Intriguingly, only one particular species of fish has died even though the pond shelters wide-ranging fish varieties, besides turtles. The three-hundred-year-old pond, in fact, boasts around a dozen species of turtles – including one that is extinct in the wild.

“We first noticed the floating dead fish around midnight on Thursday. It continued till Sunday and no fish has died since. Curiously, all the dead fish happen to be Tilapia,” Kamal Bhattacharya, the Doloi (head priest of the temple management), told The Assam Tribune.

According to Sarma, the total dead fish (one averages around 250 grams) removed from the water would weigh around 60 kg. While samples of the pond water have been sent to the Pollution Control Board Assam (PCBA) for tests, another report done by the Fishery Department has termed the water quality as normal for fish. The PCBA report is yet to be released.

The Fishery officials were of the view that overpopulation of the Tilapia in the pond was the likely cause behind their mass death, with lack of oxygen, food and space being the accounting factors. The temple authorities have taken a decision to remove the Tilapia fish from the pond, as they breed rapidly and are also an invasive species.

Herpetologist Jayaditya Purkayastha who has been studying the herpeto-fauna in temple water-bodies, especially turtles, said that overpopulation of the fish and the resultant oxygen shortage could have contributed to the fish deaths.

“Assuming that poor water quality caused the deaths, we will need a detailed analysis of the water samples to pinpoint the cause. But, that also does not explain why only a particular variety was affected in large numbers. It is likely that overpopulation of fish is the cause,” Purkayastha said.

He also suggested that beautification and maintenance of temple ponds take into account the ecological concerns, more so in view of the fact that many temple water-bodies supported large-scale biodiversity, especially turtles.

“The slopes and banks of ponds are often concretised in the name of beautification and preservation, but such developments affect the pond’s ecology and water quality.

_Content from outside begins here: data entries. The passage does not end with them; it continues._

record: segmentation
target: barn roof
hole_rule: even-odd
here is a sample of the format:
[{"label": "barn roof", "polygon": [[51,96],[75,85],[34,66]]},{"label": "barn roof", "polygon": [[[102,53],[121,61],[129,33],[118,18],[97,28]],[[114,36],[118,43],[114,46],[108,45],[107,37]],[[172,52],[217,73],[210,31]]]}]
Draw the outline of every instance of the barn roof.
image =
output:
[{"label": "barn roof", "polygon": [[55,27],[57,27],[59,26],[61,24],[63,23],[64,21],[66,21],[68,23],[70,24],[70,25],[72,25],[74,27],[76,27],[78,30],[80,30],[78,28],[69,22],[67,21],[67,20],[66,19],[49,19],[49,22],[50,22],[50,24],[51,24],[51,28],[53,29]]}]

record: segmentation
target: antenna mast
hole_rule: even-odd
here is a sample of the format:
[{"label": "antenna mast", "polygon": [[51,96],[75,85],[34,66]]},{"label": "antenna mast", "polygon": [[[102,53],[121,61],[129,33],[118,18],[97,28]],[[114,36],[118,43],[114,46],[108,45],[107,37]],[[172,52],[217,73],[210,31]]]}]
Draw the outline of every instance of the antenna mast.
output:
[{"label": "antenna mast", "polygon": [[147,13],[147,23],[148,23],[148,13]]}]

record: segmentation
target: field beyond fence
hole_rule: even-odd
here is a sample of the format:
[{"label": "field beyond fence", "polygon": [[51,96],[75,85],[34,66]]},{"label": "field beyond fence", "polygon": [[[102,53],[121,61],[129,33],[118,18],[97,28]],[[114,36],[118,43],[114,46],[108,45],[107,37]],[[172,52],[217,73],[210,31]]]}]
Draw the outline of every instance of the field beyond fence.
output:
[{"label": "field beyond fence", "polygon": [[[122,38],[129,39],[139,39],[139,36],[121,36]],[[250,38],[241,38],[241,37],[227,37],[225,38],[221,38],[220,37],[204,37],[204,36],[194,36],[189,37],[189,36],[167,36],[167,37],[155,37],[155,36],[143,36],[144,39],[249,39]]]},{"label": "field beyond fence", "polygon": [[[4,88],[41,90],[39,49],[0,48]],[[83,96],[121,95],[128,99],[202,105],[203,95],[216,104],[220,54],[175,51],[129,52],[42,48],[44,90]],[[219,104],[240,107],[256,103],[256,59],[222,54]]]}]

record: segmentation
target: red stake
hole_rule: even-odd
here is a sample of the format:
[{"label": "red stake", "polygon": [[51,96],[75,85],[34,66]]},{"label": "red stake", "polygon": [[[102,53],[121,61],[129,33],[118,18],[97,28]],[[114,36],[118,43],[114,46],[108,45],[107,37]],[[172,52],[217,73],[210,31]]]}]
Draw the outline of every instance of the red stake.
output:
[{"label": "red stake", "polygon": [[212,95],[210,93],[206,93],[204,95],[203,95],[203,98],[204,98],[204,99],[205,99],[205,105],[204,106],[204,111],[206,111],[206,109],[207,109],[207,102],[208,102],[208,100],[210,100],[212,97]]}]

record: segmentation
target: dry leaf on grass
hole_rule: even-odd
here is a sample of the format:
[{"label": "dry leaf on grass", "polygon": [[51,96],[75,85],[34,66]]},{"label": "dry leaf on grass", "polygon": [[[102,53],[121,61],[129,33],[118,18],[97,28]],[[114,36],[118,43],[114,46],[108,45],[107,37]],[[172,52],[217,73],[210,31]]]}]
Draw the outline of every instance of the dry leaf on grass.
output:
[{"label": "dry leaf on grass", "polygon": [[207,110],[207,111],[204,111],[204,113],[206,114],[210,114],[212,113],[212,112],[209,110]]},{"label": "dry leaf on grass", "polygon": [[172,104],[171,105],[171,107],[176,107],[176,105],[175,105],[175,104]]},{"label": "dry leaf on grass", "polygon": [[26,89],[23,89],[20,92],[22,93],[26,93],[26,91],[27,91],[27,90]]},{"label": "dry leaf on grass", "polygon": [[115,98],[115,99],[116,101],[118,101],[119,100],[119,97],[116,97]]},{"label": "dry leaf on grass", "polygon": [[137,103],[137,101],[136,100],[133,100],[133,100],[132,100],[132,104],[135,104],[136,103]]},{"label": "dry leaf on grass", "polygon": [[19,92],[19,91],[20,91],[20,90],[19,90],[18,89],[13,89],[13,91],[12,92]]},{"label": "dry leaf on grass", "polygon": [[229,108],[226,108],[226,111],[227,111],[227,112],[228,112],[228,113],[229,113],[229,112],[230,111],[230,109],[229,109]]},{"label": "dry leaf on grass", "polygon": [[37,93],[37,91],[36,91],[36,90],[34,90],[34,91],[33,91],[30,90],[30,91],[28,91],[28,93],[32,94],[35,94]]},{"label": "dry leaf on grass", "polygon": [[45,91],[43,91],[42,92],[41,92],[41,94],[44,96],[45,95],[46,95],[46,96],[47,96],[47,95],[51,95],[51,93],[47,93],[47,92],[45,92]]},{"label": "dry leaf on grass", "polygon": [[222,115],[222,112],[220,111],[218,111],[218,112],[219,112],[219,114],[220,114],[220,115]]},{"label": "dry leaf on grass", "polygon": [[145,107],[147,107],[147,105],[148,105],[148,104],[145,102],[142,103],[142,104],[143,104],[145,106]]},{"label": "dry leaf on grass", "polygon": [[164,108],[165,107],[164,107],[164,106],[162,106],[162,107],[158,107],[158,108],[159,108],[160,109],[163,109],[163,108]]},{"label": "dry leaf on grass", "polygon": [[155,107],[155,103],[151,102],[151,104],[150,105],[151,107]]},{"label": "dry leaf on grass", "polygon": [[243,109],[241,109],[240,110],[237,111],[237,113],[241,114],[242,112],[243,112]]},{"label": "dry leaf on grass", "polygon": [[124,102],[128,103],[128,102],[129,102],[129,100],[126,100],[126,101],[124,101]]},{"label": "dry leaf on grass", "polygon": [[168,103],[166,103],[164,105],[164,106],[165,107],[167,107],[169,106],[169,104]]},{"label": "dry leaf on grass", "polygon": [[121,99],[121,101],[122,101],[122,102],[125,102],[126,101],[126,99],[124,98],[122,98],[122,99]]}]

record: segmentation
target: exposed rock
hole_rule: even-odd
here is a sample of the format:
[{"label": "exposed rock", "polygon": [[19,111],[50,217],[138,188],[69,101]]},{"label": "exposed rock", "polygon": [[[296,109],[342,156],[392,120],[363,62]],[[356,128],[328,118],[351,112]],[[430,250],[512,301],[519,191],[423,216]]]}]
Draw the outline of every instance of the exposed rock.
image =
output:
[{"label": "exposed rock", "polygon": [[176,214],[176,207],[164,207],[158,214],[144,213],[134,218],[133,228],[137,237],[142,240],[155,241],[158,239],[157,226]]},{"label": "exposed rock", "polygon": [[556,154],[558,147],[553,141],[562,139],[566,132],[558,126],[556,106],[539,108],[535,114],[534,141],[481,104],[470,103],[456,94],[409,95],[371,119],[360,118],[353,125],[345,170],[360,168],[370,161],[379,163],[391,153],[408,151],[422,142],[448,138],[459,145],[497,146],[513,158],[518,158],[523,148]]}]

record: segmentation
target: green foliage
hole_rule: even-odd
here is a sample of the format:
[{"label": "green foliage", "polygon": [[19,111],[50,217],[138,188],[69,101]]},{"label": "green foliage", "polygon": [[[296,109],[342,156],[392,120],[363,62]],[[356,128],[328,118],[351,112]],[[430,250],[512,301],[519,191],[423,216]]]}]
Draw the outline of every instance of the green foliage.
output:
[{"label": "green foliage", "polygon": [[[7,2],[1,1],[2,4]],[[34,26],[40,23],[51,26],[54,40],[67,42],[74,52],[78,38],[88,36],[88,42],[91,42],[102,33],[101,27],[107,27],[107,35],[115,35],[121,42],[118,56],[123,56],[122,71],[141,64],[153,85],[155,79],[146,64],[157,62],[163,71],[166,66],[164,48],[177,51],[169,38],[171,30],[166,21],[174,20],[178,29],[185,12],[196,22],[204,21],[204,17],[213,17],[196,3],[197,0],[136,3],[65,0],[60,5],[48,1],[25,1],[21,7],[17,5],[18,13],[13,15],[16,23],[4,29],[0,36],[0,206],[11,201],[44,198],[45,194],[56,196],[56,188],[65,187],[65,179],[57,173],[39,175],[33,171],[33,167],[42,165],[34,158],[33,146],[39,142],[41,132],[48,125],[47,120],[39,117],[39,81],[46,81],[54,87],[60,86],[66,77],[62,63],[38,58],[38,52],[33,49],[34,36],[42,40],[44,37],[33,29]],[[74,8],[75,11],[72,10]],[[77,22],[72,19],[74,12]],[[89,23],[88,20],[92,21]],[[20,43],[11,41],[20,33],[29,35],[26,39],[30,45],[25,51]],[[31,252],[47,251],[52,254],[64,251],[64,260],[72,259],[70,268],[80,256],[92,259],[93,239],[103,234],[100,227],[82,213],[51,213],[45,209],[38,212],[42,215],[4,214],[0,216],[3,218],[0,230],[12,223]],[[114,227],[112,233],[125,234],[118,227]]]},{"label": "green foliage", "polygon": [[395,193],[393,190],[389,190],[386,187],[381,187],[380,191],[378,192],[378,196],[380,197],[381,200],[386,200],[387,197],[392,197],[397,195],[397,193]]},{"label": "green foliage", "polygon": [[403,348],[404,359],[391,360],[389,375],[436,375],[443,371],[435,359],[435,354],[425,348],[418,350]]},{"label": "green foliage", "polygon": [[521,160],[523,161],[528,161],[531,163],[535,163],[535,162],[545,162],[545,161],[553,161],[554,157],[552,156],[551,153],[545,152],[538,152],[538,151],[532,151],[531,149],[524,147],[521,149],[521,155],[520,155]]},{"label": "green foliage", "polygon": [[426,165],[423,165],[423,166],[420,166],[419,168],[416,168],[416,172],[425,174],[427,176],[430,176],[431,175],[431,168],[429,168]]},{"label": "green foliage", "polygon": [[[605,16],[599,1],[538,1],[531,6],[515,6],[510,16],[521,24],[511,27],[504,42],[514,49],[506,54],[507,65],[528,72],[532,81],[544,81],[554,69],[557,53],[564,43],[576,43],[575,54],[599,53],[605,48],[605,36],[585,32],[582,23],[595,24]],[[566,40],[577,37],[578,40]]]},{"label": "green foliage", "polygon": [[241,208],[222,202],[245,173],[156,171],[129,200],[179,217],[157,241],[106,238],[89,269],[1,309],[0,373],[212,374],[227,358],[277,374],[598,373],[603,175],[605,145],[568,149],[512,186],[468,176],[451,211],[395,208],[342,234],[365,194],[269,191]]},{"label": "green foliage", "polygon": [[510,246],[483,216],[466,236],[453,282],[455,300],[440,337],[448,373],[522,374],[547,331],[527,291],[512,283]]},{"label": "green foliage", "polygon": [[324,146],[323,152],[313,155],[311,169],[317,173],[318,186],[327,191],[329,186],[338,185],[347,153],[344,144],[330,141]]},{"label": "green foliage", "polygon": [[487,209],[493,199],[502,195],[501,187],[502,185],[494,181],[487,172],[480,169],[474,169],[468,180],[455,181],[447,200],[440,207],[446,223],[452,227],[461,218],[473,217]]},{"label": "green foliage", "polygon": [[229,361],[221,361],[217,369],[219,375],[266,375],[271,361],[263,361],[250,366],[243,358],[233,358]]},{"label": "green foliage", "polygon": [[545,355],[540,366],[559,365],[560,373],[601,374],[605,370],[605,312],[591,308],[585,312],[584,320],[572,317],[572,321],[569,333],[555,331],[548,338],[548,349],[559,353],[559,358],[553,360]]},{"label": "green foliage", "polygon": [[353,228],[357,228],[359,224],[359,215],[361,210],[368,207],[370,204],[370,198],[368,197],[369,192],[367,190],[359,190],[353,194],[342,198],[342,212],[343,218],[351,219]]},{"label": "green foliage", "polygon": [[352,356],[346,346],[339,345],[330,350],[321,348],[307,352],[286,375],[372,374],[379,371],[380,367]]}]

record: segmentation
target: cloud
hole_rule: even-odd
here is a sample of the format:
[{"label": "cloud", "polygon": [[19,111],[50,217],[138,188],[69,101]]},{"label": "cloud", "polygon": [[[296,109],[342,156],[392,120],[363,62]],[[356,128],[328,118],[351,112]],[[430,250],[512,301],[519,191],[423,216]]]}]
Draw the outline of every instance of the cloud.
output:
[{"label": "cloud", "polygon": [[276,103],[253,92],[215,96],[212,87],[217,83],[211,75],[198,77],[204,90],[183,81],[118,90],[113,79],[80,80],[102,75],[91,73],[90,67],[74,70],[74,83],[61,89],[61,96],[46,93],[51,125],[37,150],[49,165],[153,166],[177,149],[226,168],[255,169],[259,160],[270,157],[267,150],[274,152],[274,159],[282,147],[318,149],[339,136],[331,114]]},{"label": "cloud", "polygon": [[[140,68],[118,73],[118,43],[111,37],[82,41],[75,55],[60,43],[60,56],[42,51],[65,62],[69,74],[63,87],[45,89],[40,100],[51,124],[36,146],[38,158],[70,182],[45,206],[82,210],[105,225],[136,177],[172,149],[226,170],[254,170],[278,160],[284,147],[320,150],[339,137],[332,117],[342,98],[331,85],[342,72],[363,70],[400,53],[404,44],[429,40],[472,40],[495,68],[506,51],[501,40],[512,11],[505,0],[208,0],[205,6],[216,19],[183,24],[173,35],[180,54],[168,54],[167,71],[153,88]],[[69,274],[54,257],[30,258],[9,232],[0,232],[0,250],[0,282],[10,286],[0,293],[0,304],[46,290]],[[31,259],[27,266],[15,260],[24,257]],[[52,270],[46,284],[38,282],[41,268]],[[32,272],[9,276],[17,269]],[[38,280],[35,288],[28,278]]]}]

Worse, it robs the turtles of their resting and breeding space as is happening at Ugratara,” he added.

Kailash Sarma, social activist and a local resident, was also critical of the maintenance of the pond. “The pond is clearly overpopulated with fish, particularly the Tilapia. The turtles are also staring at an uncertain future following the concretisation of the banks. The temple authorities need to consult ecologists and also the Archaeological Survey of India before proceeding with renovation work, as it is a historic water-body dating back to the Ahom reign,” he said.

Sarma also alleged that the GMDA which was doing the renovation work in and around the pond was not quite up to the task and failed to accomplish it in a wholesome manner,” he said. The Ugratara temple pond was excavated by Bar-Raja Phuleswari, the queen of Ahom king Shiva Singha, in early 18th century.